If there is to be one thread left, and all other hacked to nonsensical pieces which one would I like? My answer to that is Bigg Boss Tamil (season X). I was merely browsing that thread, and enjoying the inputs (of mostly girls, and an occasional boy) and not really participating at all. And then I decided to join up. And post in the thread, in both english and sometimes in Tamil. Although I can also post in Telugu BB thread, I am not that keen; it is not as ronak-shonak over there in the Telugu thread. Once I did that, I slipped and posted a few things in other places as well. After all, the people in the forum, especially the frequent writers, are like the participants in BB house. They are stuck, voluntarily. Hooked. Addicted. And they play the game. Instead of a BB giving them the game to play, one of them voluntarily starts a play (a thread as it is called in their language). And the forum-mates go at the thread as vehemently as the house-mates in BB do. The points are like-clicks. The one who accumulates the most like-clicks is obviously the most lovable. And the ones who post more than their accumulated likes should actually wait a little till their likes catch up with the messages already waiting to be liked. If I still hang around, (all depends on how good the Bigg Boss season turns out to be) I plan to post more to this space. Or... NOT.

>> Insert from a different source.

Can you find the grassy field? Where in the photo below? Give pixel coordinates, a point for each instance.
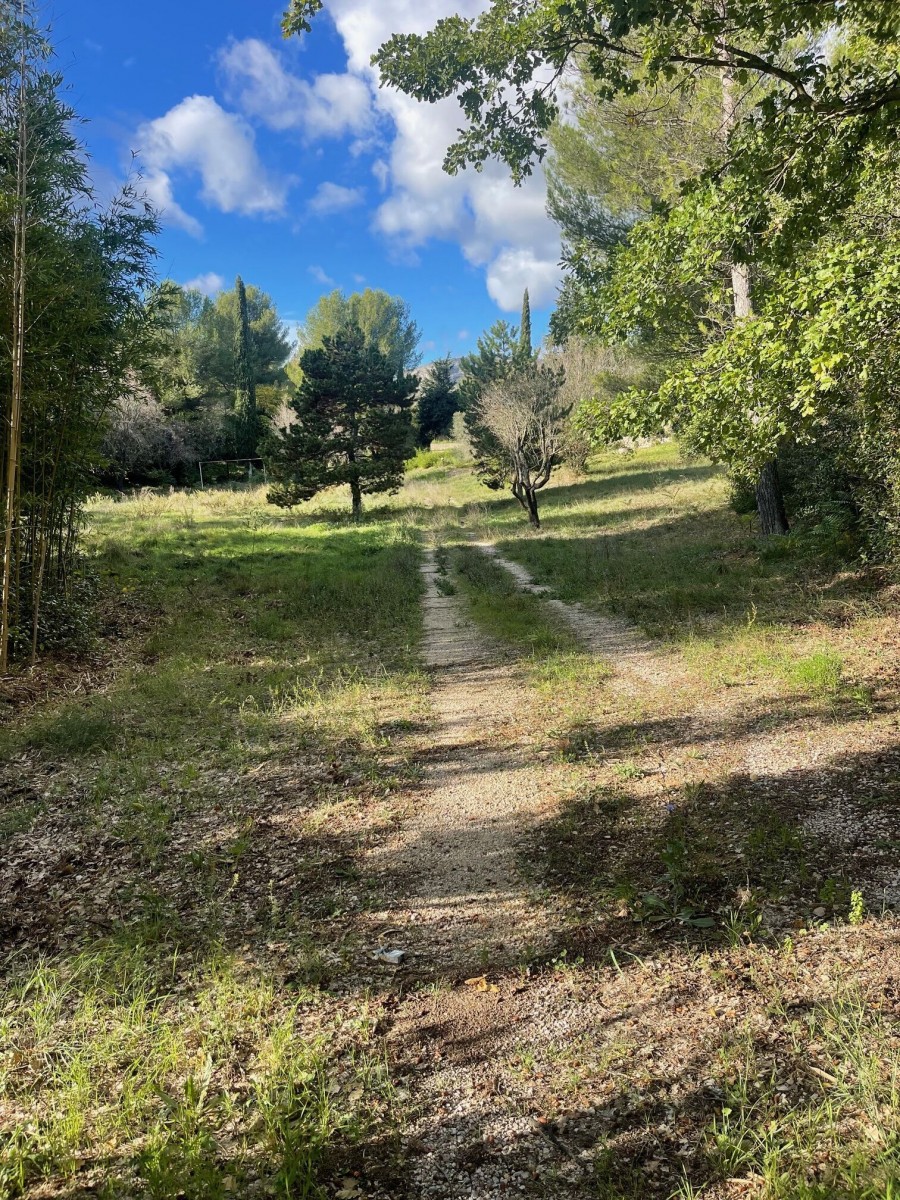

In BB language, nallavaraa/kettavaraa can happen in all body contact tasks. If there is no body contact (pingpong) the game would be fair. If there is body contact (kolamaavu in glass bowls, or wrestling), and if TB starts to take advantage and go for the girl with the biggest tatas to squeeze, then he will be called kettavan. Sometimes I can pity TB because he cannot touch his housemates as much as he wants to in any of the bodycontact tasks, whereas they can touch him wherever they want..... except...his unborn baby. And that answers your question.
Once upon a time when I was onsite, I came across this kind of license plate cover on cars in Boston, NH and Maine. It is easy to take in all kinds of peripheral information if you have a sweet dH driving you all over everywhere all the time. Recently there was a report of housewife (wife of a Bangalore Barber) dousing herself in kerosene and going up in suicidal flames, because her husband found her curry not so tasty. That made me wonder why we don't have weird car and two wheeler license plates here, like they have in other countries.
In short blurbs in newspapers (like ToI) they do not (and cannot) lay out the various backstories that made that poor thing come to her end. Long complex sufferings of various kinds may have been at her psyche before the ill-taste of that day's curry came along and broke her. In your country there is this parable about hitting something with a sledge hammer over and over again. After 127 hits, the thing that is being hit, falls into two pieces. The philosophical question that one could never answer is the exact hit that broke the piece, even though we observed that the 127th hit was the one which visibly caused it to break. Newspapers only come around to report on the 127th hit.
You are the finest post winner. You could write a detailed essay on the matter of misery or happiness of newspaper articles you read. When your blog is well read, popular, and famous, you could monetize and send all the earnings to help our girls in India make good curry, and live a happy and long life.
hahaha... you are one of those "tomorrow would be an auspicious day" kind of people ? You need that Nike spirit of "Just Do It". May be if you wear those shoes you can get it. Blogs are easy... you write whatever you want, after all you are not going to get any money for it, and then post it wherever. There are some good writers on this IL forum. Iyerviji's post on 79th birthday of her husband is serious writing that pulls a person's heartstrings. On the other hand, if you are going for a light (almost comic) reading, try to read Cheeniya's posts.